OpenSearch/docs/en/rest-api/ml/datafeedresource.asciidoc

98 lines
3.6 KiB
Plaintext
Raw Normal View History

//lcawley Verified example output 2017-04-11
[[ml-datafeed-resource]]
==== Data Feed Resources
A data feed resource has the following properties:
`aggregations`::
(object) When set the datafeed performs aggregation searches.
For syntax information, see {ref}search-aggregations.html[Aggregations].
Support for aggregations is limited: TBD.
For example:
`{"@timestamp": {"histogram": {"field": "@timestamp",
"interval": 30000,"offset": 0,"order": {"_key": "asc"},"keyed": false,
"min_doc_count": 0}, "aggregations": {"events_per_min": {"sum": {
"field": "events_per_min"}}}}}`.
`chunking_config`::
(object) The chunking configuration, which specifies how data searches
will be chunked. See <<ml-datafeed-chunking-config,chunking configuration objects>>.
For example: {"mode": "manual", "time_span": "3h"}
`datafeed_id`::
(string) A numerical character string that uniquely identifies the data feed.
`frequency`::
(time units) Interval at which scheduled queries should be made while the datafeed
runs in real-time. The default is either the bucket span for short bucket spans, or,
for longer bucket spans, a sensible fraction of the bucket span.
For example: "150s"
`indexes` (required)::
(array) An array of index names. For example: ["it_ops_metrics"]
`job_id` (required)::
(string) The id of the job to which the datafeed will send data.
`query`::
(object) Elasticsearch query DSL. Corresponds to the query object in an Elasticsearch
search POST body. All options supported by Elasticsearch may be used, as this object
is passed verbatim to Elasticsearch. If not specified the default is “match_all”: {}
By default, this property has the following value: `{"match_all": {"boost": 1}}`.
`query_delay`::
(time units) How many seconds behind real-time should data be queried. For example,
if data from 10:04am may not be searchable in Elasticsearch until 10:06am then set this to 120 seconds.
The default is 60 seconds. For example: "60s"
`scroll_size`::
(unsigned integer) The `size` parameter to be used in elasticsearch searches.
The default value is `1000`.
`types` (required)::
(array) List of types to search for within the specified indexes.
For example: ["network","sql","kpi"]
[[ml-datafeed-chunking-config]]
===== Chunking Configuration Objects
A chunking configuration object has the following properties:
`mode` (required)::
There are 3 available modes: +
`auto`::: the chunk size will be dynamically calculated.

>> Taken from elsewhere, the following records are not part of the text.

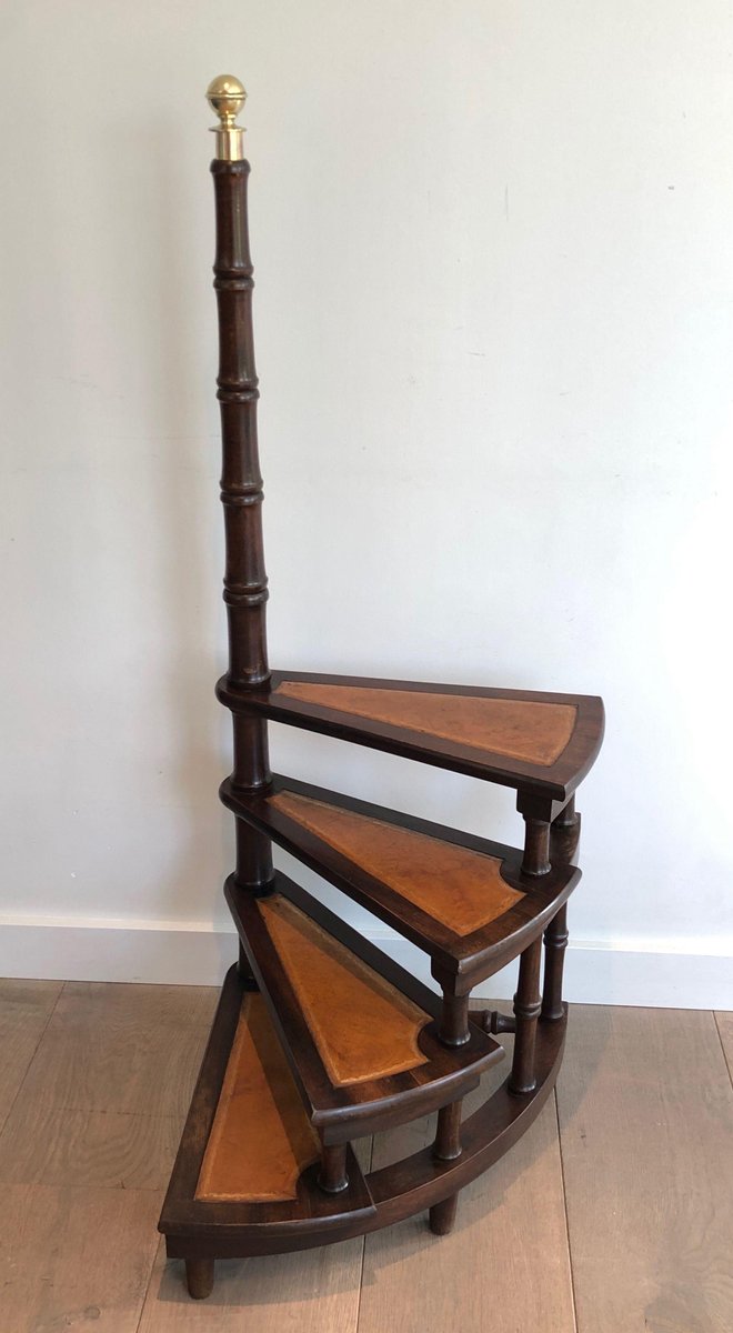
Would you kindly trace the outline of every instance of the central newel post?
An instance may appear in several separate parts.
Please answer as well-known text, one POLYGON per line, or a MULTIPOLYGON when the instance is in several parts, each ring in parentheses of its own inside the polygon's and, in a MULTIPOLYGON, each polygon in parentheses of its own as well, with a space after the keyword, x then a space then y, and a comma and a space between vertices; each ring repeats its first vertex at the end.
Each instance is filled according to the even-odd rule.
MULTIPOLYGON (((252 333, 252 260, 247 221, 244 129, 236 124, 247 93, 231 75, 215 79, 207 91, 219 116, 216 156, 211 164, 216 199, 215 289, 219 308, 217 397, 221 404, 221 503, 227 565, 224 601, 229 625, 227 682, 241 692, 269 678, 265 604, 268 599, 263 545, 263 477, 257 451, 257 372, 252 333)), ((237 710, 233 716, 235 768, 232 786, 257 792, 269 786, 267 720, 237 710)), ((239 888, 261 893, 273 878, 272 844, 237 820, 239 888)), ((241 966, 248 970, 244 957, 241 966)))

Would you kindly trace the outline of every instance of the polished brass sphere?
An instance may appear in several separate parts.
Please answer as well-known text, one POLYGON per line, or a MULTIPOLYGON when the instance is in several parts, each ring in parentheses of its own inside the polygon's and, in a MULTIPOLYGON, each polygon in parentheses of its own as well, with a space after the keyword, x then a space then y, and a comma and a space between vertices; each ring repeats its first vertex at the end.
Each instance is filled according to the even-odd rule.
POLYGON ((207 88, 207 101, 229 129, 247 101, 244 85, 233 75, 217 75, 207 88))

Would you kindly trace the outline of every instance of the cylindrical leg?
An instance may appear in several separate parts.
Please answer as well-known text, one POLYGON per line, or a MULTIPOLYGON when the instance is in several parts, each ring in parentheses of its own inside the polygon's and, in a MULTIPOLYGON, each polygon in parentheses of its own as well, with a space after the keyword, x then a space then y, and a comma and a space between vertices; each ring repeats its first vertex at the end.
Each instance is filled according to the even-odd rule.
POLYGON ((524 858, 522 874, 548 874, 549 860, 549 822, 524 816, 524 858))
POLYGON ((188 1294, 204 1301, 213 1290, 213 1258, 187 1258, 185 1281, 188 1294))
POLYGON ((433 1236, 448 1236, 448 1232, 453 1230, 457 1209, 457 1194, 450 1194, 449 1198, 442 1198, 440 1204, 433 1204, 429 1212, 429 1224, 433 1236))
POLYGON ((514 1018, 517 1020, 517 1034, 514 1037, 514 1058, 509 1076, 509 1092, 521 1096, 532 1092, 537 1084, 534 1070, 534 1045, 537 1037, 537 1018, 540 1014, 540 964, 542 958, 542 940, 537 937, 533 944, 520 957, 520 980, 514 996, 514 1018))
MULTIPOLYGON (((433 1157, 441 1162, 456 1161, 461 1156, 461 1109, 462 1102, 453 1101, 449 1106, 441 1106, 437 1113, 436 1141, 433 1144, 433 1157)), ((433 1204, 428 1218, 430 1230, 436 1236, 448 1236, 456 1221, 458 1196, 450 1194, 440 1204, 433 1204)))
POLYGON ((553 865, 569 865, 576 858, 580 842, 580 814, 576 798, 570 797, 564 810, 550 826, 550 860, 553 865))
POLYGON ((468 996, 454 996, 444 989, 438 1037, 445 1046, 465 1046, 470 1041, 468 996))
POLYGON ((347 1176, 347 1145, 331 1144, 321 1148, 319 1185, 327 1194, 339 1194, 349 1184, 347 1176))
POLYGON ((542 985, 542 1018, 562 1018, 562 966, 568 946, 568 904, 564 902, 545 930, 545 978, 542 985))
POLYGON ((441 1162, 452 1162, 461 1156, 461 1106, 462 1102, 453 1101, 437 1113, 433 1157, 441 1162))
MULTIPOLYGON (((560 812, 550 828, 550 857, 553 865, 569 865, 580 840, 580 814, 574 796, 560 812)), ((562 904, 545 930, 545 978, 542 985, 542 1018, 557 1022, 562 1018, 562 968, 568 946, 568 905, 562 904)))

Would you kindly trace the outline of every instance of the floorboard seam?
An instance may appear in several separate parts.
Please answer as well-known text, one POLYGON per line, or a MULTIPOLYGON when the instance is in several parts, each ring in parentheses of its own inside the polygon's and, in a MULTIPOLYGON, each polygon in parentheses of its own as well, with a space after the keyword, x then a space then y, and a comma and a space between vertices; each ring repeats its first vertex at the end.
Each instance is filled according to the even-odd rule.
POLYGON ((562 1185, 562 1214, 565 1217, 565 1241, 568 1245, 568 1265, 570 1269, 570 1301, 573 1304, 573 1329, 578 1333, 578 1313, 576 1300, 576 1272, 573 1268, 573 1246, 570 1244, 570 1218, 568 1217, 568 1186, 565 1181, 565 1161, 562 1158, 562 1130, 560 1129, 560 1108, 557 1105, 557 1088, 553 1088, 554 1120, 557 1124, 557 1150, 560 1153, 560 1181, 562 1185))
MULTIPOLYGON (((369 1172, 372 1170, 373 1161, 374 1161, 374 1136, 372 1134, 372 1142, 369 1144, 369 1170, 364 1173, 365 1176, 368 1176, 369 1172)), ((356 1321, 353 1326, 355 1333, 359 1333, 359 1324, 361 1321, 361 1293, 364 1290, 364 1264, 366 1260, 366 1240, 368 1240, 366 1236, 361 1237, 361 1264, 359 1265, 359 1296, 356 1300, 356 1321)))
POLYGON ((720 1030, 718 1016, 717 1016, 717 1012, 714 1009, 712 1009, 710 1012, 713 1014, 713 1022, 716 1025, 716 1032, 718 1034, 720 1049, 722 1050, 722 1058, 725 1060, 725 1068, 728 1069, 728 1077, 730 1078, 730 1085, 733 1086, 733 1065, 730 1064, 730 1061, 728 1058, 728 1052, 725 1049, 725 1041, 722 1040, 722 1032, 720 1030))
POLYGON ((56 996, 56 1000, 53 1001, 53 1004, 51 1006, 51 1012, 48 1014, 48 1018, 45 1020, 45 1022, 43 1025, 43 1029, 41 1029, 41 1032, 39 1034, 39 1040, 36 1041, 36 1045, 33 1046, 33 1054, 31 1056, 28 1064, 25 1065, 25 1073, 23 1074, 23 1078, 20 1080, 20 1082, 17 1085, 17 1092, 16 1092, 13 1100, 11 1101, 11 1105, 8 1106, 7 1114, 3 1117, 3 1124, 0 1125, 0 1138, 3 1137, 3 1134, 5 1132, 5 1125, 8 1124, 8 1120, 11 1118, 11 1114, 15 1110, 15 1104, 16 1104, 17 1098, 20 1097, 24 1086, 25 1086, 25 1080, 28 1078, 28 1074, 31 1072, 31 1065, 33 1064, 33 1060, 36 1058, 36 1056, 39 1053, 39 1046, 40 1046, 43 1038, 45 1037, 45 1033, 47 1033, 47 1029, 48 1029, 48 1024, 51 1022, 53 1014, 56 1013, 56 1008, 59 1005, 59 1000, 61 998, 61 996, 64 993, 65 984, 67 982, 63 981, 61 985, 59 986, 59 994, 56 996))

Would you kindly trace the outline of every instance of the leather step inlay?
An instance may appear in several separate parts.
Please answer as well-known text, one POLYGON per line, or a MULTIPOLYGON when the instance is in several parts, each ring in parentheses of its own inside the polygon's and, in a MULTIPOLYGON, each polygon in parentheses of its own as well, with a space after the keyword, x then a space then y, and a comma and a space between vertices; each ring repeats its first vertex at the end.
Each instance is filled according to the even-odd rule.
POLYGON ((268 804, 454 934, 472 934, 524 898, 501 878, 497 857, 296 792, 279 792, 268 804))
POLYGON ((417 1037, 429 1014, 287 898, 259 910, 335 1086, 426 1064, 417 1037))
POLYGON ((577 716, 570 704, 319 685, 305 680, 284 680, 273 693, 437 736, 469 749, 505 754, 540 768, 549 768, 560 758, 573 734, 577 716))
POLYGON ((247 993, 196 1198, 296 1198, 299 1176, 319 1149, 265 1002, 247 993))

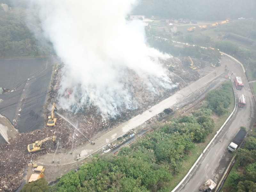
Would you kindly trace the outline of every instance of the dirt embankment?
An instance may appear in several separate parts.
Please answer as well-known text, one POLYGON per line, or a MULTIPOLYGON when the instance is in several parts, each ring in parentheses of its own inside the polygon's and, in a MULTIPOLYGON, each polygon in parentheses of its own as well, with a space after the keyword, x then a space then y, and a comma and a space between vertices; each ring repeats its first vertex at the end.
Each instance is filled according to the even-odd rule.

`manual`::: chunking will be applied according to the specified `time_span`.
`off`::: no chunking will be applied.
`time_span`::
(time units) The time span that each search will be querying.

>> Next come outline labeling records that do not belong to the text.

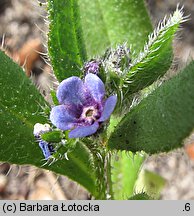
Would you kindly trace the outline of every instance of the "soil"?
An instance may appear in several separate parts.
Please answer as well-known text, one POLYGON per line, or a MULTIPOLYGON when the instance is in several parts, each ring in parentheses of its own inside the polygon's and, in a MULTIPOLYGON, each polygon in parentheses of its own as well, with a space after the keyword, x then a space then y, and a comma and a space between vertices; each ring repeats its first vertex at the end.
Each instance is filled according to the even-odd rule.
MULTIPOLYGON (((41 1, 43 2, 43 1, 41 1)), ((154 25, 165 14, 173 12, 177 4, 184 5, 190 20, 182 25, 175 42, 178 67, 183 67, 194 57, 194 0, 147 0, 154 25)), ((18 64, 24 66, 26 75, 35 82, 46 100, 49 89, 57 82, 46 62, 46 10, 36 0, 0 1, 0 41, 3 49, 18 64), (35 52, 37 50, 38 52, 35 52), (29 55, 30 53, 30 55, 29 55), (26 56, 29 57, 26 60, 26 56), (53 82, 54 81, 54 82, 53 82), (53 84, 54 83, 54 84, 53 84)), ((143 169, 154 171, 166 179, 161 199, 194 199, 194 160, 188 150, 194 136, 185 141, 185 147, 168 154, 150 156, 143 169)), ((88 193, 77 183, 64 176, 32 166, 0 165, 0 199, 88 199, 88 193)))

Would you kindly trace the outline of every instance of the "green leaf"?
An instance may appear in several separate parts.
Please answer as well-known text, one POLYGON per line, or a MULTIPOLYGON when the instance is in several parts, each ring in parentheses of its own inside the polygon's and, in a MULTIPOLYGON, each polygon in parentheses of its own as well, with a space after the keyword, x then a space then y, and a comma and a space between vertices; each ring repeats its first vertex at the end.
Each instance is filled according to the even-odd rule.
POLYGON ((152 30, 143 0, 48 0, 48 50, 59 81, 86 60, 128 42, 140 51, 152 30), (143 17, 143 19, 142 19, 143 17))
POLYGON ((112 159, 113 194, 116 200, 125 200, 133 195, 134 185, 145 155, 119 152, 112 159))
POLYGON ((162 176, 144 170, 139 175, 135 185, 135 190, 137 193, 143 191, 143 193, 146 193, 153 199, 159 199, 165 184, 166 180, 162 176))
POLYGON ((111 149, 147 153, 181 147, 194 128, 194 62, 134 107, 109 139, 111 149))
POLYGON ((79 5, 90 58, 124 42, 138 52, 152 31, 143 0, 82 0, 79 5))
POLYGON ((89 150, 78 143, 69 160, 43 164, 43 154, 33 136, 35 123, 46 123, 46 102, 22 69, 0 51, 0 161, 32 164, 66 175, 87 188, 94 196, 95 174, 89 150))
POLYGON ((153 198, 148 196, 146 193, 138 193, 129 197, 129 200, 153 200, 153 198))
POLYGON ((79 76, 86 60, 76 0, 48 0, 48 50, 52 66, 59 81, 72 75, 79 76))
POLYGON ((173 60, 173 39, 183 21, 183 11, 177 8, 149 36, 144 50, 132 60, 132 67, 124 79, 125 96, 151 85, 166 73, 173 60))

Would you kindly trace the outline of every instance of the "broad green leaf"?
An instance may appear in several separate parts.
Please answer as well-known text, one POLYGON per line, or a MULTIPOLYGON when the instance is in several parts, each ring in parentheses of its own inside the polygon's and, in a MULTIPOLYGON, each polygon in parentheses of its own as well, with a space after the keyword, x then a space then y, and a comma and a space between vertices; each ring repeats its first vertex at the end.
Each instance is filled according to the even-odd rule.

This setting is only applicable when the mode is set to `manual`.
For example: "3h"
[float]
[[ml-datafeed-counts]]
==== Data Feed Counts
The get data feed statistics API provides information about the operational
progress of a data feed. For example:
`assigment_explanation`::
TBD. For example: " "
`datafeed_id`::
(string) A numerical character string that uniquely identifies the data feed.
`node`::
(object) TBD
The node that is running the query?
`id`::: TBD. For example, "0-o0tOoRTwKFZifatTWKNw".
`name`::: TBD. For example, "0-o0tOo".
`ephemeral_id`::: TBD. For example, "DOZltLxLS_SzYpW6hQ9hyg".
`transport_address`::: TBD. For example, "127.0.0.1:9300".
`attributes`::: TBD. For example, {"max_running_jobs": "10"}.
`state`::
(string) The status of the data feed, which can be one of the following values: +
`started`::: The data feed is actively receiving data.
`stopped`::: The data feed is stopped and will not receive data until it is re-started.